Social networking giant, Facebook, has proposed to launch a new feature which will let users “unsend” and permanently delete their messages.
This concept was introduced after the news spread of how of the CEO, Mark Zuckerberg’s, and other top executive’s messages were removed.
Facebook confirmed the retractions and argued it was for the company’s security, following the Sony email hack in 2014. But Facebook had not notified the recipients or the public that it had deleted conversations.
The social networking site had been offering a secret chat feature offering a self-destruct option with durations ranging from five seconds to a day. This feature was only accessible to industry executives, not to regular users.
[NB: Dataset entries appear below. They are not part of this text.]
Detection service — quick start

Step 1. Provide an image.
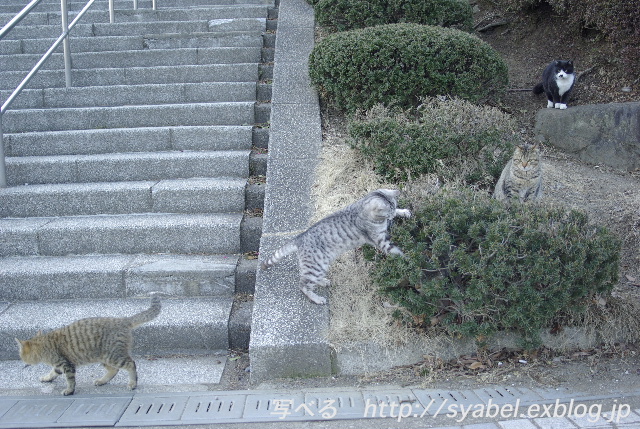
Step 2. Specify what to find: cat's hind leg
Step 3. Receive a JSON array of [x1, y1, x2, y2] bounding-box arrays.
[[40, 368, 62, 383], [94, 363, 119, 386]]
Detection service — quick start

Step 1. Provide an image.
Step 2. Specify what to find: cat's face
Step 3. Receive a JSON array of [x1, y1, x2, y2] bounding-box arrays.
[[554, 61, 573, 79], [513, 143, 540, 171]]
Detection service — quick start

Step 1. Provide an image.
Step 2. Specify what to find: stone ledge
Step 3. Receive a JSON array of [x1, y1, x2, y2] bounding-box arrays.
[[535, 102, 640, 171], [249, 0, 331, 383]]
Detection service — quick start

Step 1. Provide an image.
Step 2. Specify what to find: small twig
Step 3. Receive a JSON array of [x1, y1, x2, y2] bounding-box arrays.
[[478, 19, 509, 33], [576, 66, 596, 82]]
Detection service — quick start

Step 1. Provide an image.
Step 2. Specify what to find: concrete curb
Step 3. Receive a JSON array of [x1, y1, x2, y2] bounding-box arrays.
[[249, 0, 331, 382]]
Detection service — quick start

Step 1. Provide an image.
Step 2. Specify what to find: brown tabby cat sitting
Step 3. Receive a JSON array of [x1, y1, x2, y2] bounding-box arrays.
[[16, 294, 160, 395]]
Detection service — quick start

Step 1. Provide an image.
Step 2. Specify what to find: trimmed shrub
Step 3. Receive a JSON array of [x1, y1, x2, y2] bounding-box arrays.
[[373, 191, 620, 348], [315, 0, 473, 31], [309, 24, 508, 112], [348, 97, 518, 187]]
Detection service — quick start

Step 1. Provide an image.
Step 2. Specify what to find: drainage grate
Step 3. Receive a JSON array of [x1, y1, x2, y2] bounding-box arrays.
[[180, 394, 246, 424], [117, 396, 189, 426], [413, 389, 482, 416], [0, 399, 18, 420], [58, 396, 131, 426], [244, 393, 308, 422], [0, 398, 73, 428], [474, 386, 541, 404], [304, 391, 365, 420]]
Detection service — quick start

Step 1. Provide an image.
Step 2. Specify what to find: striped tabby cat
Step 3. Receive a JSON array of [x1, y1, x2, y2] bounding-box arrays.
[[262, 189, 411, 304], [16, 294, 160, 395], [493, 143, 542, 202]]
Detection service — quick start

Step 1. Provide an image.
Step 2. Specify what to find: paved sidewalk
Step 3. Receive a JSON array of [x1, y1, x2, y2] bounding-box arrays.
[[0, 386, 640, 429]]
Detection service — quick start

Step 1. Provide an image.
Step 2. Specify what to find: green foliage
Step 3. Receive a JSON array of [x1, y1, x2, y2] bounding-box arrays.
[[309, 24, 508, 112], [314, 0, 473, 31], [349, 97, 517, 187], [374, 191, 620, 348]]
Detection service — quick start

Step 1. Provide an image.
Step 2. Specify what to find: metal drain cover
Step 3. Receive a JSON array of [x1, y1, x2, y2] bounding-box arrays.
[[180, 394, 246, 424], [0, 398, 73, 428], [117, 396, 189, 426]]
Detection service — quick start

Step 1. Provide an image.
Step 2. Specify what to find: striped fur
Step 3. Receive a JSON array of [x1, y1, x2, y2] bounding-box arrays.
[[16, 294, 161, 395], [262, 189, 411, 304], [493, 143, 542, 202]]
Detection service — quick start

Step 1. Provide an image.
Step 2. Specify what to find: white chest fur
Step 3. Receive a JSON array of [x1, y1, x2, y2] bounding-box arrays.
[[556, 73, 575, 95]]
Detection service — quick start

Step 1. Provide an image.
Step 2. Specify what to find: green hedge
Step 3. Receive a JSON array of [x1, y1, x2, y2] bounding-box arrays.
[[348, 98, 518, 188], [374, 191, 620, 348], [314, 0, 473, 31], [309, 24, 508, 112]]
A spokesperson in a statement to TechCrunch apologized for not extending the “unsend” feature to all users.
“We have discussed this feature several times. And people using our secret message feature in the encrypted version of Messenger have the ability to set a timer – and have their messages automatically deleted.
“We will now be making a broader delete message feature available. This may take some time. And until this feature is ready, we will no longer be deleting any executives’ messages. We should have done this sooner – and we’re sorry that we did not,” said a spokesperson.
The news comes after Facebook continues to struggle with the revelation that 87 million users may have had their personal data harvested by Cambridge Analytica, the political consulting group that worked on the British EU referendum vote and the 2016 US presidential election.
Facebook argued the feature was developed in the emergence of the Sony Pictures hacking scandal in 2014, which revealed sensitive communications amongst top industry executives.
Other Facebook-owned apps such as Whatsapp allows users to erase messages for a limited period after they have been sent, however, the deletion is notified in that chat. Whereas, Instagram lets users unsend direct messages.
The report adds, “Facebook didn’t have details about whether recipients would be notified when a message was unsent and retracted from their inboxes, whether the feature would apply retroactively to old messages sent before the launch or whether users would need to designate a message as expiring or “unsendable” before they send it.”